La manière dont les substances addictives modifient la fonction cellulaire est complexe. La version d'un gène que l'on possède à la naissance peut être modifiée de nombreuses façons avant de devenir une protéine fonctionnelle, notamment par l'exposition à l'alcool et aux drogues. Plutôt que de décourager les chercheurs, cette complexité est stimulante car elle prouve que les modifications de l'expression des gènes dans le cerveau ne sont pas permanentes. Ils peuvent également être modifiés par des médicaments et des choix de mode de vie.

De nombreux médicaments couramment prescrits pour traiter les troubles mentaux affectent également l'expression génétique. Les antidépresseurs et les stabilisateurs d'humeur peuvent modifier la façon dont l'ADN est modifié et quels gènes sont exprimés. Par exemple, l'escitalopram, un médicament couramment prescrit pour traiter la dépression, modifie le degré d'enroulement de l'ADN et peut modifier l'expression de gènes importants pour la plasticité cérébrale.
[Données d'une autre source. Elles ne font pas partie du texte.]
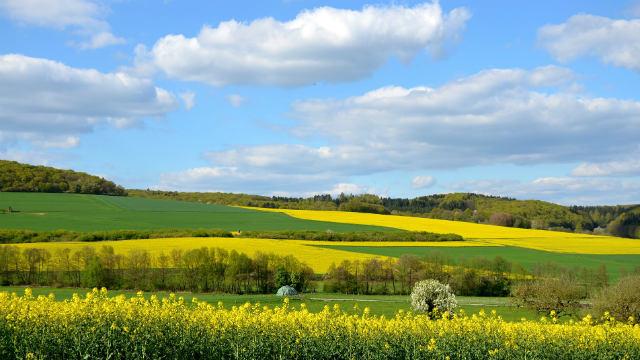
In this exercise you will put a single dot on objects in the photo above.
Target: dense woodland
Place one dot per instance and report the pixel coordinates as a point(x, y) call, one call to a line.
point(19, 177)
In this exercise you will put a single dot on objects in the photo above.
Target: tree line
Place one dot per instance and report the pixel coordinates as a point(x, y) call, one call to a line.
point(476, 208)
point(32, 236)
point(17, 177)
point(479, 276)
point(197, 270)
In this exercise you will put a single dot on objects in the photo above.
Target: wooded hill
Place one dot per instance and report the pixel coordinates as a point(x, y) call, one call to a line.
point(17, 177)
point(621, 220)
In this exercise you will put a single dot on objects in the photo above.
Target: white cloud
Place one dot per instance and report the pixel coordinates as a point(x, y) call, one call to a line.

En outre, les thérapies basées sur l'ARNm peuvent modifier spécifiquement l'expression des gènes pour traiter des maladies comme le cancer. À l'avenir, nous pourrions découvrir des thérapies similaires pour l'alcool et les troubles liés à l'utilisation de substances. Ces traitements pourraient potentiellement cibler d'importantes voies de signalisation liées à la dépendance, en modifiant le fonctionnement des circuits cérébraux et la façon dont l'alcool et les drogues les affectent.

Les choix de mode de vie peuvent également affecter l'expression des gènes dans le cerveau, bien que les chercheurs ne sachent pas encore s'ils peuvent modifier les changements induits par les substances addictives.

À l'instar de l'alcool et des drogues, les changements alimentaires peuvent affecter l'expression des gènes de différentes manières. Chez la mouche, un régime riche en sucre peut reprogrammer la capacité à goûter le sucré en exploitant un réseau d'expression génétique impliqué dans le développement.

La méditation intensive, même après une seule journée, peut également affecter la régulation des gènes dans le cerveau par des mécanismes similaires. La participation à une retraite de méditation d'un mois réduit l'expression des gènes qui affectent l'inflammation, et les méditants expérimentés peuvent réduire les gènes inflammatoires après une seule journée de méditation intensive.

Des travaux sur des modèles animaux ont également montré que l'exercice physique modifie l'expression des gènes en modifiant à la fois les histones et les étiquettes moléculaires directement attachées à l'ADN. Cela augmente l'activité des gènes importants pour l'activité et la plasticité des neurones, ce qui confirme l'idée que l'exercice améliore l'apprentissage et la mémoire et peut réduire le risque de démence.

Depuis le mois de janvier sec et au-delà, de nombreux facteurs peuvent avoir des effets profonds sur la biologie de votre cerveau. Prendre des mesures pour réduire la consommation d'alcool et de drogues et adopter un mode de vie sain peut contribuer à stabiliser votre santé physique et mentale et à lui apporter des avantages durables.

Cet article a été initialement publié sur The Conversation.